The (Fisher) score function
November 14, 2024 — November 15, 2024
The score function, also known as the gradient of the log-likelihood, is a weirdly handy concept in statistics and machine learning.
We usually run into the score function in the context of maximum likelihood estimation (MLE). It quantifies the sensitivity of the likelihood function to changes in the parameter of interest and traditionally plays a crucial role in parameter estimation, hypothesis testing, and the development of asymptotic theory. Since it results in calculations that are “easy to normalise” in some sense even in high dimensions, it is a popular choice for optimisation and estimation in machine learning and statistics.
1 Definition
Let \(\mathbf{X}\) be a random vector with probability density function (pdf) \(f(\mathbf{x}; \boldsymbol{\theta})\), where \(\boldsymbol{\theta}\) is an unknown vector of parameters to be estimated.
The score function \(\mathbf{S}(\boldsymbol{\theta})\) is defined as the gradient of the natural logarithm of the likelihood function with respect to \(\boldsymbol{\theta}\):
\[ \mathbf{S}(\boldsymbol{\theta}) = \nabla_{\boldsymbol{\theta}} \ln f(\mathbf{X}; \boldsymbol{\theta}). \]
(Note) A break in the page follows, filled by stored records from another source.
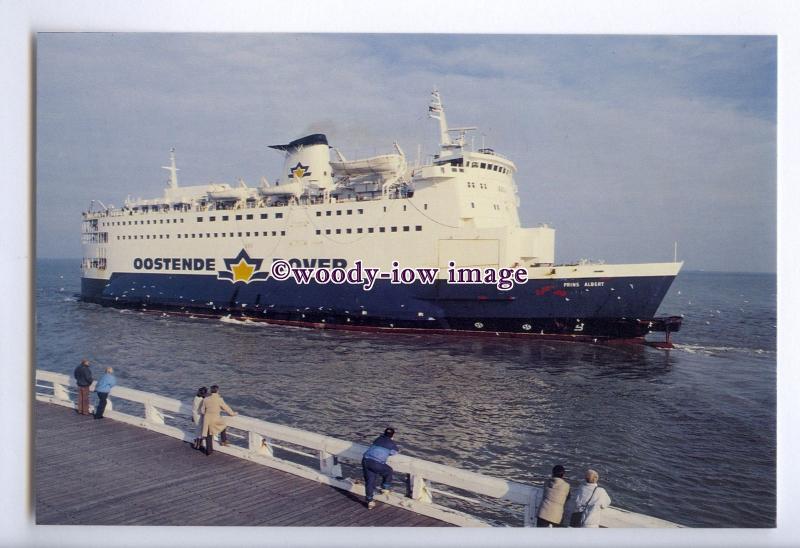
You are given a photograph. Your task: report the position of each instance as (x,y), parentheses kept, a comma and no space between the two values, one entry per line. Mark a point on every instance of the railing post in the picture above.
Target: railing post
(420,490)
(329,465)
(152,414)
(258,444)
(60,392)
For a set of independent samples \(\{\mathbf{X}_1, \mathbf{X}_2, \dots, \mathbf{X}_n\}\), the joint pdf is \(f(\mathbf{X}; \boldsymbol{\theta}) = \prod_{i=1}^n f(\mathbf{X}_i; \boldsymbol{\theta})\), and the score function becomes:
\[ \mathbf{S}(\boldsymbol{\theta}) = \nabla_{\boldsymbol{\theta}} \ln f(\mathbf{X}; \boldsymbol{\theta}) = \sum_{i=1}^n \nabla_{\boldsymbol{\theta}} \ln f(\mathbf{X}_i; \boldsymbol{\theta}). \]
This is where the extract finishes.